His look said the likelihood he thought of that, but he resumed the ride, having felt a fat raindrop hit his hand.

It was more brothel than saloon though it certainly had a small room for drinking and card playing. There were only 2 drinking customers at the moment. It made Ruth want to cry to think of Lydia having had to grow up in a place like this. From the way she shrunk against her, she'd had some bad experiences in this room.

They must have looked downright comical, a family-looking unit in a place of ill repute, but no one gawked at them overly long and no one moved to stop them. The barkeeper must have given them a pass since they were with Lydia.

Lydia led them to her mother's room. It was the middle of the day, so she wasn't entertaining men, but she was obviously heavily intoxicated. Her hair was unkempt as her daughter's had been before Ruth had gotten hold of her. If she was surprised to see two strangers waltz in, she didn't say so. She barely acknowledged them in her drunken haze.

"We're bringing your daughter home," Ruth said. "She followed us to Franklin."

"I wondered where she'd gotten off to," she said in a slurred, disinterested voice, but then she glanced at Lydia sharply. "You been causing this lady trouble?"

"No, Ma," she answered softly.

When it didn't look as if her mother were buying it, Ruth said, "Not at all, she was a big help to me these past couple weeks."

"Who are you anyway?" she said, turning her irritation on her instead.

"This is Sister Ruth," Lydia answered. "She can heal people right up just by putting her hand on them and telling them about God."

She humphed and then her barely-able-to-focus eyes fell on Kid. "Don't I know you from somewhere?"

"Name's Kid Cole," he answered.

"Ah, that's it. You come for my attentions?"

He turned a little red. "No, ma'am. I came to return your daughter. Sister Ruth is my wife."

"Is that right?"

"We're a little worried, Miss Florine, about her," Ruth said. "With your permission, we'd like to try and find her a home where she can receive more attention. Away from these, um, unfit conditions.
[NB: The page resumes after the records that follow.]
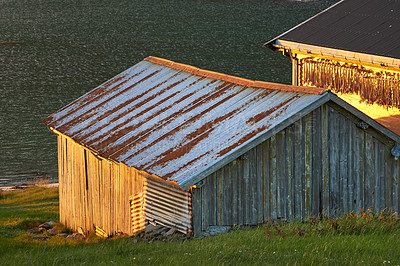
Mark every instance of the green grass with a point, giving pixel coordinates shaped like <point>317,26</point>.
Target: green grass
<point>352,239</point>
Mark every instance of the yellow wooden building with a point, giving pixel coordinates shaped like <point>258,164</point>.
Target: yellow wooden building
<point>352,48</point>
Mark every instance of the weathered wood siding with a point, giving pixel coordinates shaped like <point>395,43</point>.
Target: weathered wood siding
<point>94,191</point>
<point>321,163</point>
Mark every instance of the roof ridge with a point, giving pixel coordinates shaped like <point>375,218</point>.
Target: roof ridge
<point>233,79</point>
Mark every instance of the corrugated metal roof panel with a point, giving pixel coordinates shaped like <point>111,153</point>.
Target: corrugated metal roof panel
<point>174,120</point>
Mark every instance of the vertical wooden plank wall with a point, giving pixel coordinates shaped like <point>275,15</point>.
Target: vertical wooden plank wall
<point>94,191</point>
<point>323,163</point>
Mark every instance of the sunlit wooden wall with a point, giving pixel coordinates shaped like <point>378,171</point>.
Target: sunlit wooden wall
<point>95,191</point>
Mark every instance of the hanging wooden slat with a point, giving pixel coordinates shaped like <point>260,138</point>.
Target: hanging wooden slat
<point>380,87</point>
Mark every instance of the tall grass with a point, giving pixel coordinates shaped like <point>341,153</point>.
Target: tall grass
<point>364,238</point>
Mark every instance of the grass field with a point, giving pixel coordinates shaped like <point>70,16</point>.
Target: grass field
<point>352,239</point>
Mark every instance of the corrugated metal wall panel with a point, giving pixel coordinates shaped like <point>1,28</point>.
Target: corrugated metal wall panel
<point>167,204</point>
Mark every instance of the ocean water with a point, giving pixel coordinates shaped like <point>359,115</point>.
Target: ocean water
<point>51,52</point>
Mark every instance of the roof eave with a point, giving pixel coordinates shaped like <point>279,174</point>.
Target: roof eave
<point>372,122</point>
<point>271,44</point>
<point>376,60</point>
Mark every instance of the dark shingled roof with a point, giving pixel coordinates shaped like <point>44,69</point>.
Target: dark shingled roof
<point>363,26</point>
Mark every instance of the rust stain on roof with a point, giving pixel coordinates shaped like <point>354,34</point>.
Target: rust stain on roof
<point>233,79</point>
<point>174,120</point>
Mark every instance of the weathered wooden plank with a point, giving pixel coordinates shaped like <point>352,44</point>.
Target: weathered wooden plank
<point>343,163</point>
<point>220,202</point>
<point>325,160</point>
<point>196,211</point>
<point>396,185</point>
<point>298,188</point>
<point>351,168</point>
<point>130,181</point>
<point>285,178</point>
<point>274,179</point>
<point>246,191</point>
<point>308,165</point>
<point>280,174</point>
<point>213,202</point>
<point>334,143</point>
<point>234,185</point>
<point>60,153</point>
<point>259,183</point>
<point>292,150</point>
<point>252,186</point>
<point>71,197</point>
<point>379,176</point>
<point>266,181</point>
<point>388,176</point>
<point>227,199</point>
<point>241,206</point>
<point>316,163</point>
<point>369,172</point>
<point>205,208</point>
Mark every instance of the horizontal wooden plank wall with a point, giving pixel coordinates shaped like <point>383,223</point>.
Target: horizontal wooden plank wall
<point>323,163</point>
<point>94,191</point>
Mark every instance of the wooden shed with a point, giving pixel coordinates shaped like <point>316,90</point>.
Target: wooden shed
<point>197,150</point>
<point>352,48</point>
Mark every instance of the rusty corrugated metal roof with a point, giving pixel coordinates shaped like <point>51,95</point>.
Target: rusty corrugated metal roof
<point>174,120</point>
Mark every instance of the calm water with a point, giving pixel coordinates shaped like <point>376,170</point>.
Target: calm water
<point>70,47</point>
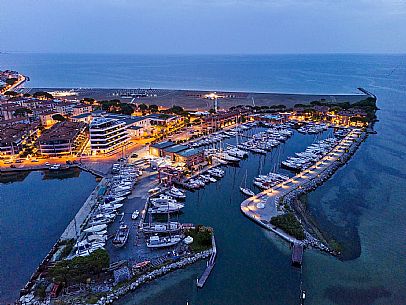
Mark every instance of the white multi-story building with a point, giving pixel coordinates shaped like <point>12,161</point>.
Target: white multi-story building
<point>107,134</point>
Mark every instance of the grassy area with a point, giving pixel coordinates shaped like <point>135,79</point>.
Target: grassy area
<point>201,238</point>
<point>289,224</point>
<point>79,269</point>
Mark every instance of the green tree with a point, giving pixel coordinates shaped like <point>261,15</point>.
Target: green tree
<point>11,81</point>
<point>43,94</point>
<point>88,100</point>
<point>176,109</point>
<point>153,108</point>
<point>11,93</point>
<point>22,111</point>
<point>58,117</point>
<point>79,269</point>
<point>143,107</point>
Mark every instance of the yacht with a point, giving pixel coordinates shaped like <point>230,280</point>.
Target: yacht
<point>161,242</point>
<point>247,191</point>
<point>135,214</point>
<point>175,192</point>
<point>121,236</point>
<point>96,228</point>
<point>170,227</point>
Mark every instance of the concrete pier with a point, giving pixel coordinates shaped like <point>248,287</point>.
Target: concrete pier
<point>74,227</point>
<point>265,205</point>
<point>210,265</point>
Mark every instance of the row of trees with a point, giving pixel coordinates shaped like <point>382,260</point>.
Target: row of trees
<point>79,269</point>
<point>289,224</point>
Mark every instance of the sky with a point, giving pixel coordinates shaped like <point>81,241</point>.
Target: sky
<point>203,26</point>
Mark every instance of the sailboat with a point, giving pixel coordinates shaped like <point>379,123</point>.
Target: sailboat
<point>245,190</point>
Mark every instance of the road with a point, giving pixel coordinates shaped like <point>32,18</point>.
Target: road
<point>263,206</point>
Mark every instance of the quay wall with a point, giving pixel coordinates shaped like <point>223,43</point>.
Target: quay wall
<point>74,227</point>
<point>70,232</point>
<point>290,195</point>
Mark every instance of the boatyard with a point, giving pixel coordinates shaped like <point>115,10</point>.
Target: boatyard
<point>133,214</point>
<point>270,203</point>
<point>134,226</point>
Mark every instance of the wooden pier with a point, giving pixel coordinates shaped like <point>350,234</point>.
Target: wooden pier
<point>210,264</point>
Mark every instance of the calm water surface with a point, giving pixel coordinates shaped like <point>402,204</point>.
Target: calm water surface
<point>362,206</point>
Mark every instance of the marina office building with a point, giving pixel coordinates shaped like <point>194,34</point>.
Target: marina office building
<point>64,138</point>
<point>109,132</point>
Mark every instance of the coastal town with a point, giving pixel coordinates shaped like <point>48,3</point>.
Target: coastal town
<point>148,157</point>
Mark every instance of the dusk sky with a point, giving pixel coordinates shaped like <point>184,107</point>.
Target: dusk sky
<point>200,27</point>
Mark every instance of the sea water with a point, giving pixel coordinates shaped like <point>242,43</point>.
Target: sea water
<point>362,205</point>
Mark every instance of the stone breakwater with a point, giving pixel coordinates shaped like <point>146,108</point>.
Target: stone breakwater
<point>312,184</point>
<point>115,294</point>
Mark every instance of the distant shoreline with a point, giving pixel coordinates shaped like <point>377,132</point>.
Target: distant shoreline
<point>195,100</point>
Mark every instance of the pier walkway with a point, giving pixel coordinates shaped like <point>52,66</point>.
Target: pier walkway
<point>263,206</point>
<point>210,264</point>
<point>74,227</point>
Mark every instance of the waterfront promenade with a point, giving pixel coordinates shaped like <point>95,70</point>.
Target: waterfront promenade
<point>265,205</point>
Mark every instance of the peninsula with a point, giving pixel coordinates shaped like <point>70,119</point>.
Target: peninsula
<point>150,148</point>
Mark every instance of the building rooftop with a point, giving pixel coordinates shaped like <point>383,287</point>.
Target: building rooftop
<point>82,116</point>
<point>160,116</point>
<point>189,152</point>
<point>163,145</point>
<point>176,148</point>
<point>62,131</point>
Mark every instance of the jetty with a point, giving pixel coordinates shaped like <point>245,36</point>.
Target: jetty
<point>210,265</point>
<point>267,204</point>
<point>297,254</point>
<point>42,167</point>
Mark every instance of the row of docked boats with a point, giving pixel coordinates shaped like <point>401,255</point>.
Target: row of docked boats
<point>265,141</point>
<point>212,175</point>
<point>218,136</point>
<point>164,234</point>
<point>313,128</point>
<point>94,235</point>
<point>311,155</point>
<point>265,182</point>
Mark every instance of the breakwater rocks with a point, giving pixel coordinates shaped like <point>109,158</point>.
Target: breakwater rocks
<point>312,184</point>
<point>115,295</point>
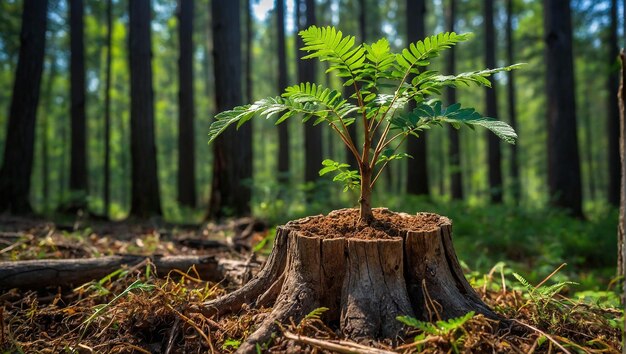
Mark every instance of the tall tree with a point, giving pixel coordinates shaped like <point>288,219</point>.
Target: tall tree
<point>145,199</point>
<point>417,172</point>
<point>19,144</point>
<point>456,183</point>
<point>186,145</point>
<point>514,163</point>
<point>563,157</point>
<point>232,154</point>
<point>107,112</point>
<point>249,24</point>
<point>307,72</point>
<point>493,142</point>
<point>613,113</point>
<point>283,129</point>
<point>78,154</point>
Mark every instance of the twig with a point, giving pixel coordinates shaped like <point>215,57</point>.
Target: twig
<point>339,346</point>
<point>544,334</point>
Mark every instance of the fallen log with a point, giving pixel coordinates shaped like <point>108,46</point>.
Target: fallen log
<point>35,274</point>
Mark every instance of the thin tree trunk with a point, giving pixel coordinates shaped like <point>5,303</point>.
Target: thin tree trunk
<point>514,163</point>
<point>107,112</point>
<point>307,72</point>
<point>145,200</point>
<point>283,129</point>
<point>563,157</point>
<point>78,161</point>
<point>45,164</point>
<point>232,152</point>
<point>186,137</point>
<point>493,142</point>
<point>19,144</point>
<point>613,113</point>
<point>417,172</point>
<point>456,183</point>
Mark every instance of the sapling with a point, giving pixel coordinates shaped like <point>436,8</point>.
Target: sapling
<point>384,83</point>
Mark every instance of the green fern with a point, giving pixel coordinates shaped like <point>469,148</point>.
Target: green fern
<point>371,69</point>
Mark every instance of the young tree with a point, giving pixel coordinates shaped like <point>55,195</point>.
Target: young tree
<point>186,145</point>
<point>78,160</point>
<point>107,112</point>
<point>362,282</point>
<point>232,154</point>
<point>514,163</point>
<point>307,72</point>
<point>456,183</point>
<point>417,171</point>
<point>19,144</point>
<point>283,129</point>
<point>563,157</point>
<point>145,199</point>
<point>493,143</point>
<point>613,113</point>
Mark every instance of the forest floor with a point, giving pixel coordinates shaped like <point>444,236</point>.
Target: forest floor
<point>133,310</point>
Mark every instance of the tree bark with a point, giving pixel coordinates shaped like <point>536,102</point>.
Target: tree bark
<point>283,129</point>
<point>514,163</point>
<point>36,274</point>
<point>78,161</point>
<point>232,152</point>
<point>145,200</point>
<point>456,183</point>
<point>494,157</point>
<point>186,137</point>
<point>563,156</point>
<point>621,228</point>
<point>19,144</point>
<point>417,171</point>
<point>107,112</point>
<point>613,113</point>
<point>364,283</point>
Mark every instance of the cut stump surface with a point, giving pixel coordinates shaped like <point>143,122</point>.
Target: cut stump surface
<point>366,275</point>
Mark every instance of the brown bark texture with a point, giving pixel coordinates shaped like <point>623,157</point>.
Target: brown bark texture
<point>19,146</point>
<point>564,182</point>
<point>417,169</point>
<point>186,145</point>
<point>78,160</point>
<point>613,112</point>
<point>232,151</point>
<point>621,228</point>
<point>35,274</point>
<point>365,283</point>
<point>145,199</point>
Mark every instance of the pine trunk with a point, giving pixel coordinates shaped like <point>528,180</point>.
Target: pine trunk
<point>20,139</point>
<point>232,151</point>
<point>186,138</point>
<point>78,161</point>
<point>494,157</point>
<point>283,129</point>
<point>145,200</point>
<point>563,157</point>
<point>456,183</point>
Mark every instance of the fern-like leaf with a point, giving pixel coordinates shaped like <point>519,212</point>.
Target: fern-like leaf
<point>328,44</point>
<point>420,52</point>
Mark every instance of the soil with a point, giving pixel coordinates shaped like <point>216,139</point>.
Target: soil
<point>345,223</point>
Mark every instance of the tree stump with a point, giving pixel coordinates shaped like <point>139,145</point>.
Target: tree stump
<point>366,275</point>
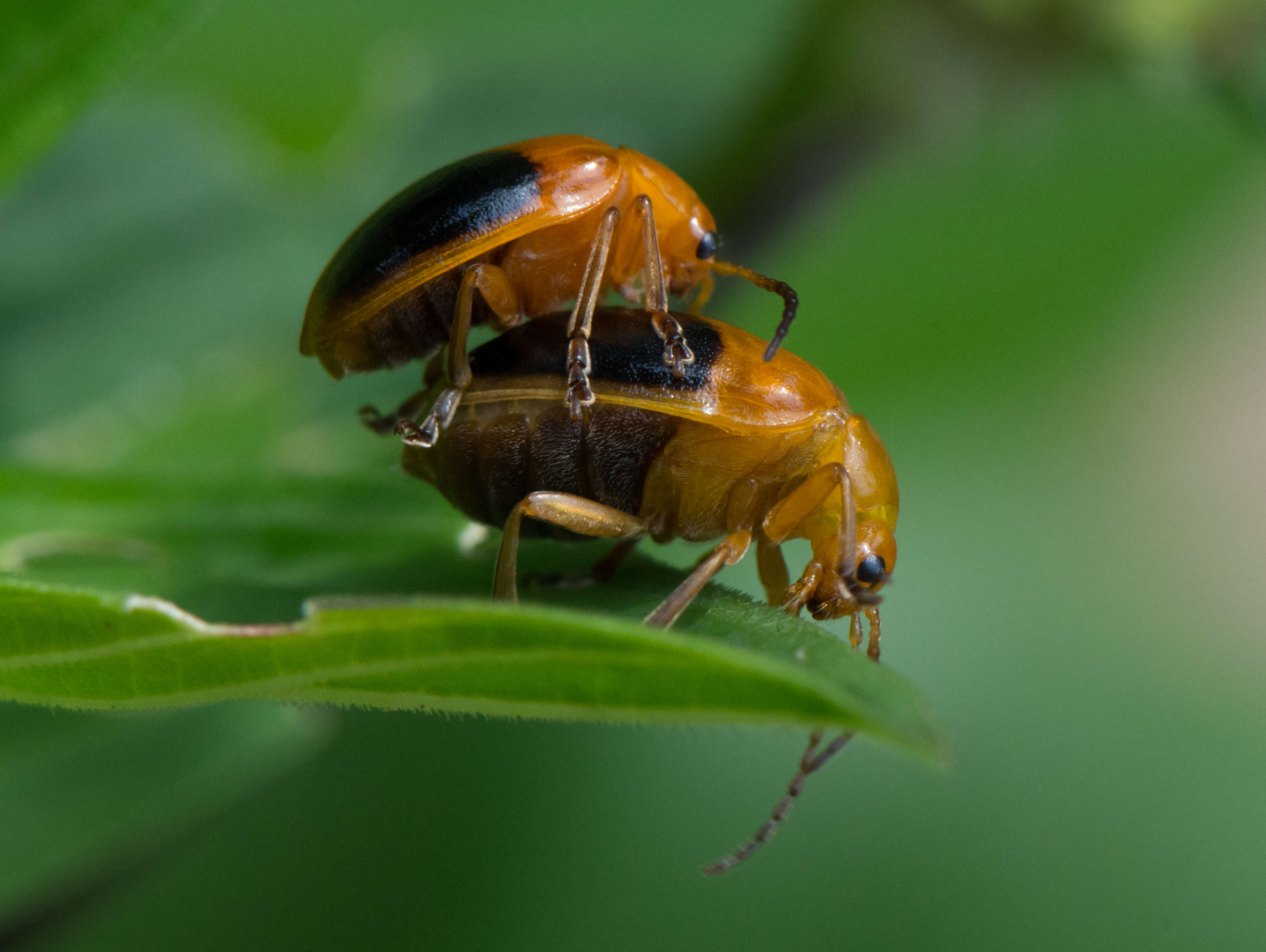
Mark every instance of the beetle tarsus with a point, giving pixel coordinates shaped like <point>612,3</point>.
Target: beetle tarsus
<point>425,436</point>
<point>676,351</point>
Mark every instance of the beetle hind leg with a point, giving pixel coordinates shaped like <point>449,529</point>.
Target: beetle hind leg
<point>496,287</point>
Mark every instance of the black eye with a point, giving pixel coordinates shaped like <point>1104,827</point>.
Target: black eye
<point>871,569</point>
<point>707,246</point>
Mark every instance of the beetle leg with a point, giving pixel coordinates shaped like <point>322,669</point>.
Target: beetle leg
<point>676,351</point>
<point>732,549</point>
<point>790,302</point>
<point>579,364</point>
<point>827,587</point>
<point>873,646</point>
<point>384,423</point>
<point>580,516</point>
<point>496,287</point>
<point>771,568</point>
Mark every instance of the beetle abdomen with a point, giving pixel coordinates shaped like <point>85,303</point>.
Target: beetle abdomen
<point>493,456</point>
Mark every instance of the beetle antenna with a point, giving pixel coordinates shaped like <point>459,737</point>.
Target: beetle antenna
<point>810,761</point>
<point>790,301</point>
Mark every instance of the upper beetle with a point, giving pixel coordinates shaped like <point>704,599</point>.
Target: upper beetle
<point>518,223</point>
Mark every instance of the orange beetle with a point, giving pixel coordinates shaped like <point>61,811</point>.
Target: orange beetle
<point>731,447</point>
<point>517,223</point>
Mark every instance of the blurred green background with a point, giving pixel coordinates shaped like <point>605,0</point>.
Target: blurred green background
<point>1030,242</point>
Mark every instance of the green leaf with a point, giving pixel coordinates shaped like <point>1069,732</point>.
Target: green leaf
<point>69,814</point>
<point>76,649</point>
<point>56,55</point>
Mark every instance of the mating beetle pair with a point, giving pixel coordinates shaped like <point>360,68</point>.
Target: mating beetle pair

Surely you know what could happen to her if she stays, especially as she begins to blossom into a young woman. I'd see to it that she had loving, Christian parents."

"Who are you to tell me what I should be doing with my own flesh and blood? I won't fill her head full of fairy tales about God. Life is hard and she might as well know that now."

Lydia walked them out to the hallway.

"There's no use talking to her now," Lydia said quietly. "Maybe when she sobers up."

Ruth could tell by her tone that those times were few and far between. "You think you want to come to church with us tomorrow?"

"Would I?" she said, her eyes lighting up. "Ma won't care cause she'll be asleep by then, but maybe you could pick me up at the other end of the street?"

"Sure we can," Kid told her.

"We've got to find a way to help that little girl," Ruth said to him once they were outside. The promised rain was now coming down hard and washing away the refuse that was rampant on this street as if God were trying to tell the residents what He could do with their sins. They dashed to the other side of the street where an overhanging would keep them dry until the storm passed.